Saër Kébé marche sans trop se presser. Sourire timide au coin des lèvres, lunettes de vue vissées sur le nez, le jeune homme, fourré dans une chemise rouge serpentée de petits pois sur un pantalon noir, respire la grande forme. A un jet de pierre du siège de la Rfm-Mbour, trône majestueusement son domicile familial au quartier Diamaguène 1. Un étage à un niveau encore inachevé. Dans la véranda, une dame déchire en petits morceaux une pile de cartons destinée à engraisser les moutons. A première vue, il est difficile de déterminer la confession confrérique des Kébé. Ici, des effigies de Cheikh Ahmadou Bamba Mbacké côtoient aisément celles de Serigne Babacar Sy ou encore de Mame Cheikh Ibrahima Fall. Quand bien même, Saër Kébé précise qu’il est Tidiane. Le jeune homme qui pratique un Islam modéré et confrérique, est très loin de l’orthodoxie et du radicalisme religieux qui lui ont valu un séjour carcéral de 38 mois (3 ans et 2 mois) pour apologie du terrorisme. Nous sommes en 2015. Ce jour-là, alors qu’il préparait un exposé, il découvre sur Internet des images de femmes et d’enfants palestiniens sauvagement tués dans la Bande de Gaza par l’Armée israélienne. Choqué par autant de barbarie, Saër a vigoureusement dénoncé, sur la page Facebook de l’Ambassade des Usa, le soutien américain à Israël.
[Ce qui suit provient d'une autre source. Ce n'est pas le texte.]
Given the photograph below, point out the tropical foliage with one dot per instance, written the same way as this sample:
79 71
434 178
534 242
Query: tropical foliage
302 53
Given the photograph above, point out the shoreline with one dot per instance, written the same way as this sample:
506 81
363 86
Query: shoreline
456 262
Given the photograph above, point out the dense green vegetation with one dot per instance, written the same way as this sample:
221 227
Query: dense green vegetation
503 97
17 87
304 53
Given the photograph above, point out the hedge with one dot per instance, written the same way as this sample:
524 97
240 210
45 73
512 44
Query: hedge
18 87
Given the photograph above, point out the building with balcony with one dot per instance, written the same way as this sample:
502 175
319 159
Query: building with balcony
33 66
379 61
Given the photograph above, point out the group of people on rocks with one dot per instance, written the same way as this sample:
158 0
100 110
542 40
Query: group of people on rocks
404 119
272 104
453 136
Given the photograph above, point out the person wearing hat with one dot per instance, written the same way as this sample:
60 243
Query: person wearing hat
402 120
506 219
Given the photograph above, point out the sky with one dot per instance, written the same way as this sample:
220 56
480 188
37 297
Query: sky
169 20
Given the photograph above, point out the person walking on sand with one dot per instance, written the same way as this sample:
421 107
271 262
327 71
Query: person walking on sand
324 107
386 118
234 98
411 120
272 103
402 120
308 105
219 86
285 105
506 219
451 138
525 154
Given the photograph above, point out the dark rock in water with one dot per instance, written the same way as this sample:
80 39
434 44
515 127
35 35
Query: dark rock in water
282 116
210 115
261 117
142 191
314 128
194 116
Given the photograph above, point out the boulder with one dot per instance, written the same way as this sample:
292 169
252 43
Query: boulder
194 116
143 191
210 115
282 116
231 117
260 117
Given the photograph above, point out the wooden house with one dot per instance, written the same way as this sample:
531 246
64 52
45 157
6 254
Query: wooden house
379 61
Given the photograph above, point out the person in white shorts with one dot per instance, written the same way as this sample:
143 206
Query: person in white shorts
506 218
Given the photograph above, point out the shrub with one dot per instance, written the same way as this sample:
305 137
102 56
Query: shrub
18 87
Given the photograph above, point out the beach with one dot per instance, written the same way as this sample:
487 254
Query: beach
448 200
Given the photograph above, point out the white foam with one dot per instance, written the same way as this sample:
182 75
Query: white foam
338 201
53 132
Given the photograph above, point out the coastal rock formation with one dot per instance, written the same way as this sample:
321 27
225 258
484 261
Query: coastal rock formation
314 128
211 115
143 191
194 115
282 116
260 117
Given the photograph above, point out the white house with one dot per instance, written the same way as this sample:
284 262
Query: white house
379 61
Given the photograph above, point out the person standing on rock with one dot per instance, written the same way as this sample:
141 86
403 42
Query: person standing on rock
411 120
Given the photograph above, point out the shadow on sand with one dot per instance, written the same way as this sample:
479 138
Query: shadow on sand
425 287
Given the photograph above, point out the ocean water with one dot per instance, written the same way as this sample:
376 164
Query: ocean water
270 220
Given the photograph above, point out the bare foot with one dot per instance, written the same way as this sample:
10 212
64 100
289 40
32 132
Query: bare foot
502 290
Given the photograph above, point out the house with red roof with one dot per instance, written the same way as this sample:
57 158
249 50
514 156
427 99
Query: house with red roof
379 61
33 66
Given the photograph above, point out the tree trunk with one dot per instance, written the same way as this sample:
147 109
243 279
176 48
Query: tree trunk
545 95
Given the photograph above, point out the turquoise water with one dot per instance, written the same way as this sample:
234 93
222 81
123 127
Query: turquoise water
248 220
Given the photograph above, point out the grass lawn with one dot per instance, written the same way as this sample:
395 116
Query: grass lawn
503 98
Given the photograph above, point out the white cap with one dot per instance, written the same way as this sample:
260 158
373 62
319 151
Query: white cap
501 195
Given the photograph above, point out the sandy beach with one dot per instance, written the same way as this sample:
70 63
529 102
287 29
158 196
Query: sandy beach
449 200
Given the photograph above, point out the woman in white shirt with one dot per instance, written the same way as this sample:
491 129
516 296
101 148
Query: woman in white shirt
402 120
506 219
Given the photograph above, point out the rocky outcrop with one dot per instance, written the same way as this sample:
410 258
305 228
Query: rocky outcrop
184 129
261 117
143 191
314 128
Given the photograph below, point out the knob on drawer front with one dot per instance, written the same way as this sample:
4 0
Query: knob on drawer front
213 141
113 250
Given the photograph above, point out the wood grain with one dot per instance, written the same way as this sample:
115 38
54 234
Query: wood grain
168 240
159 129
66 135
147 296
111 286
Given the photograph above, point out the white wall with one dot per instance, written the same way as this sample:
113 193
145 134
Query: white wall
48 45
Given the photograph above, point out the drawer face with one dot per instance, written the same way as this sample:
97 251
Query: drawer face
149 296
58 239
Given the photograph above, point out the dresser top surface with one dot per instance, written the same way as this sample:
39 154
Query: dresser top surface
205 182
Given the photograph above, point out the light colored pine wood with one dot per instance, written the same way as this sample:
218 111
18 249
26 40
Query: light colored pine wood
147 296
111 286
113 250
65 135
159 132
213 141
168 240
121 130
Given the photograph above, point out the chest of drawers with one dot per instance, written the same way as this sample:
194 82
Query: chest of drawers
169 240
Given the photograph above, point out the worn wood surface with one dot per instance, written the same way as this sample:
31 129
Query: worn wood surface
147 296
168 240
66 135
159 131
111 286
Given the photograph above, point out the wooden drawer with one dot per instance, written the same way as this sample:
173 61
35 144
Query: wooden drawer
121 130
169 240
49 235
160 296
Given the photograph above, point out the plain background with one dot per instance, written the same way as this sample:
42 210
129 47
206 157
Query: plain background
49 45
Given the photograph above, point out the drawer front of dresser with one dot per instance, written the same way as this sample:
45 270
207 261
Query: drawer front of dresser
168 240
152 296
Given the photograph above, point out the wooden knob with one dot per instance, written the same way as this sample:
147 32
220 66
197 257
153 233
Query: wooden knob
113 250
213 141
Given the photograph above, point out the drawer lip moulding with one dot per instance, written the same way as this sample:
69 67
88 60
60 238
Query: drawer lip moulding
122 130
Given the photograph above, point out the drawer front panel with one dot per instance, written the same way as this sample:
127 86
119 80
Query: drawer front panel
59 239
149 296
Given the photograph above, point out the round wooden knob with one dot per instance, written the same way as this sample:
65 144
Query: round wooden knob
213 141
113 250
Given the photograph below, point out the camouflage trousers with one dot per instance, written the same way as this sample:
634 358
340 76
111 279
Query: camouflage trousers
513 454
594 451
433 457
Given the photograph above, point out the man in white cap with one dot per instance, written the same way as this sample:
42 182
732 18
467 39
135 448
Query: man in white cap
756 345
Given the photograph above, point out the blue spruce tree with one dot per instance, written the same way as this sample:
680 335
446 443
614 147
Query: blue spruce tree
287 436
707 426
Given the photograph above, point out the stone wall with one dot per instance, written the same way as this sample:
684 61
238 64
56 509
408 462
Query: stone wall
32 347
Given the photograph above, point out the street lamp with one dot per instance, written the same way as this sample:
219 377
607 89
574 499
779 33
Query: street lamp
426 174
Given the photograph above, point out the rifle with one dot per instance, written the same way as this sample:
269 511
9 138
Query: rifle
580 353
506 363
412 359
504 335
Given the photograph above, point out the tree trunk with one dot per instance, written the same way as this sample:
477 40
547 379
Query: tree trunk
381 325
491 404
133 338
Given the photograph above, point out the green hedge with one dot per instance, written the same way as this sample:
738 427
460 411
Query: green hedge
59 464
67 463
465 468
Quelques jours plus tard, il est arrêté. A la surprise générale.
Candidat au Bac à 24 ans. Aujourd’hui, libre, Saër a le regard porté vers l’avenir. Après près de 4 ans loin des salles de cours, il veut décrocher son Baccalauréat. A 24 ans. Il l’aurait eu à 19 ans, mais la main de la Justice lui a refusé ce droit. Dès les premières semaines de sa détention, Me Assane Dioma Ndiaye, un de ses avocats, avait fait l’impossible pour que le juge d’instruction lui accorde une liberté provisoire afin qu’il passe le Baccalauréat. Le procureur de la République s’y oppose. En 2016, Saër, toujours en détention, se réinscrit pour faire le Baccalauréat. L’Office du Bac valide sa candidature. Mais c’était sans compter avec le maître des poursuites qui oppose un niet catégorique à sa demande de liberté provisoire. Face à un Procureur tenace, Saër Kébé finit par se résigner. Libre enfin en 2019, Saër se présente au Bac comme candidat individuel. Mais, face à l’impossibilité de se présenter comme candidat officiel, il est obligé de renoncer au Baccalauréat scientifique (S2) pour le Baccalauréat littéraire (L2). En chemin, Saër qui a beaucoup désappris, a vu son génie s’atrophier. Mais armé de sa farouche volonté de réussir, il se donne corps et âme et suit, à l’occasion, des cours de renforcement. En attendant…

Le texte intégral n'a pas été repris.